PS 75-100 - Earthworm enhances ecosystem multifunctionality by shifting functional composition and strengthening trophic connectance of soil community

Friday, August 16, 2019
Exhibit Hall, Kentucky International Convention Center
Manqiang Liu, Ting Liu and Feng Hu, Soil Ecology Lab, College of Resources and Environmental Sciences, Nanjing Agricultural University, Nanjing, China
Background/Question/Methods Soil ecosystem engineers play a fundamental role in shaping ecological processes and enhancing ecosystem services. Earthworms, as a well-known engineer, have been receiving increasing attentions since the Darwin era. In contrast to the traditional view of its beneficial role in soil ecosystem, recent syntheses have explicitly pointed out more troublesome effects of earthworm presence in promoting greenhouse gas emissions, reducing soil biodiversity and decreasing plant resistance to pests.
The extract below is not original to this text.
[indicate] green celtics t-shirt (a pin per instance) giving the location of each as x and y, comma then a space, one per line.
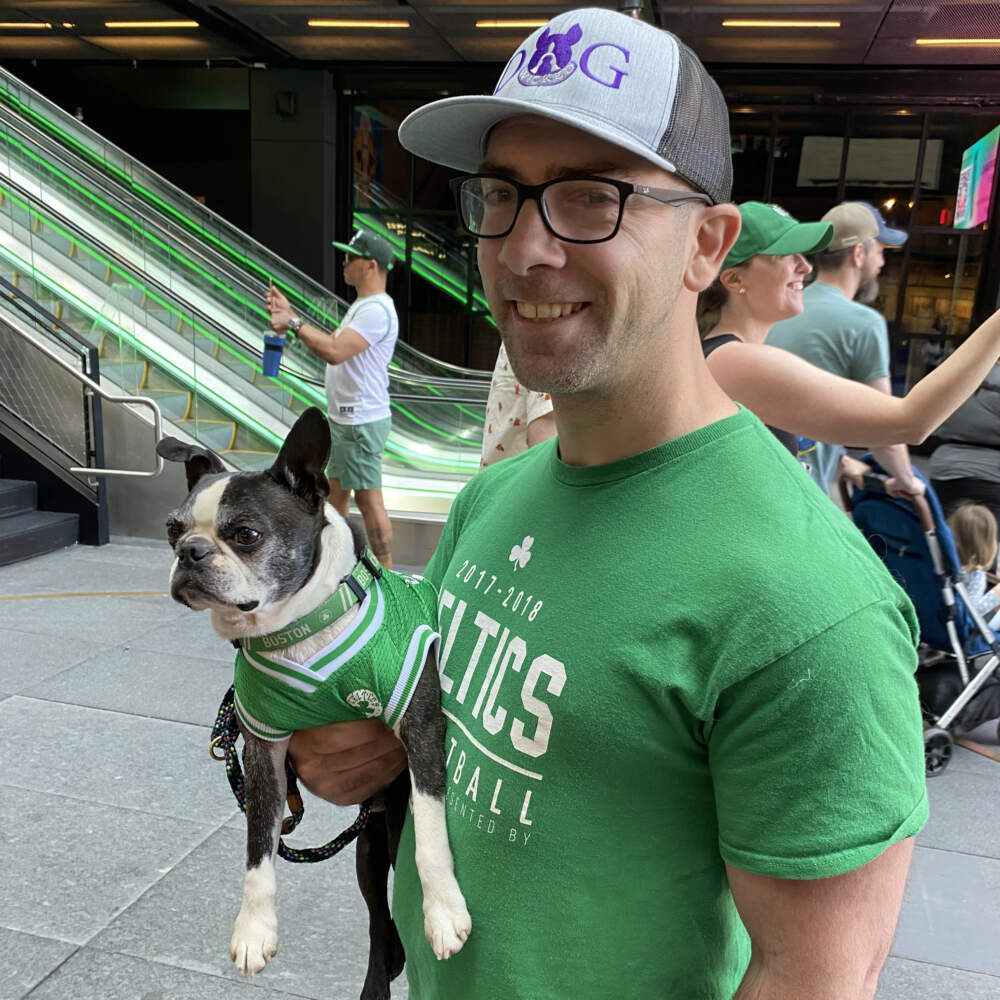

These contradictory results call for an integrative evaluation of earthworms in different aspect of ecosystem services, which could be evaluated by the multiple ecosystem functioning (multifunctionality). Based on a 13-year field experiment manipulating earthworm and organic amendment in agricultural field, we conducted a systematic study to illustrate how earthworms affected 21 ecosystem functions in four ecosystem services: plant productivity, plant nutrient availability, nutrient and carbon cycling processes, and nutrient and carbon cycling drivers.
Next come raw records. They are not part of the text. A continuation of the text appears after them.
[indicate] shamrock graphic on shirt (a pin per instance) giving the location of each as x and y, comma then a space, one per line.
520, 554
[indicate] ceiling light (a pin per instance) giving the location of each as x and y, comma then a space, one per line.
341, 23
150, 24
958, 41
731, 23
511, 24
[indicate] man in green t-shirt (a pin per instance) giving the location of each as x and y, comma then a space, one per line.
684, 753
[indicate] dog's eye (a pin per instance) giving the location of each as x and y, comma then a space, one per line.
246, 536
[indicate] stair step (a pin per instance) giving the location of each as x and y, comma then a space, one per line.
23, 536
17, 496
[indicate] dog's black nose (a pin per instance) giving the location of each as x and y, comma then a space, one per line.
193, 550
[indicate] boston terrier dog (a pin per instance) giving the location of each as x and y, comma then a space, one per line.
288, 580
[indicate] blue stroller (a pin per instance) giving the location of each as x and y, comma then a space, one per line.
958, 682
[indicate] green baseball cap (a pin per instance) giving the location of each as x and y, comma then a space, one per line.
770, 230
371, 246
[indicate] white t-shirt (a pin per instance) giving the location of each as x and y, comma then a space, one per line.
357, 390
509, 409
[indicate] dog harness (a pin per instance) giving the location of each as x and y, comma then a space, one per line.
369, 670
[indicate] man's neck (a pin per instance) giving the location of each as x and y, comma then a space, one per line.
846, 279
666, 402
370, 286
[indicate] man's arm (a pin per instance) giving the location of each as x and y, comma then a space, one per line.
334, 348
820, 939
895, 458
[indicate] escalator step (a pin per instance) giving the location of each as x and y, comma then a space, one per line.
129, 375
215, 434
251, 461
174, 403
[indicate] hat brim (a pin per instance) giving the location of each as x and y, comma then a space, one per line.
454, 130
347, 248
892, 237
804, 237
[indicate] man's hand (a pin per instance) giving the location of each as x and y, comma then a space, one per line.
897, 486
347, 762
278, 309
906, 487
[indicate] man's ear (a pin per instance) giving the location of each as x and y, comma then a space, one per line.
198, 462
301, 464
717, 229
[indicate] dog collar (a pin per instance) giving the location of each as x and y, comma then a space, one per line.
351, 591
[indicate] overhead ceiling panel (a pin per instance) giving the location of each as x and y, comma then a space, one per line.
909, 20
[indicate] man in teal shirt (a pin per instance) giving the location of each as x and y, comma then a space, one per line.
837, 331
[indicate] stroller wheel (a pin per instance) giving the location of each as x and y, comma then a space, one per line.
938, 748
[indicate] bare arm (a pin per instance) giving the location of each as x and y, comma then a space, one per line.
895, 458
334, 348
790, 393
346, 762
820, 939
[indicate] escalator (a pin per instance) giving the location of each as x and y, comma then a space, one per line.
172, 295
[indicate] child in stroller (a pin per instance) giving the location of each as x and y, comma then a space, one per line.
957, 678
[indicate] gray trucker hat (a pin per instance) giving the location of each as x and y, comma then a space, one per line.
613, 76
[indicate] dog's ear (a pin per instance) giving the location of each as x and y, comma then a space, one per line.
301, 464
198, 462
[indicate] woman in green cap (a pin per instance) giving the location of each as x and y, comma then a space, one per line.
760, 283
Results/Conclusions Our results indicated that indirect effects, i.e., those mediated by functional composition and trophic connectance of soil microbial and microfaunal community are of greater importance than the indirect effects of biodiversity, abiotic environment (i.e., aggregate stability and pH) and the direct effects of earthworms. Earthworm presence enhanced multifunctionality by shifting the functional composition towards bacterial-dominated processes and strengthening the trophic connectance of soil food webs. Although earthworms significantly improved soil structure and slightly decreased microbial and microfaunal diversity (molecular or taxonic parameters), neither of these effects had a further influence on multifunctionality. Our results provide new insights in the mechanisms through which earthworms alter ecosystem multifunctionality and indicate the potential to manipulate a targeted soil community via managing pivotal components (e.g. ecosystem engineer earthworm) of soil food web to control the overall ecosystem services and disservices.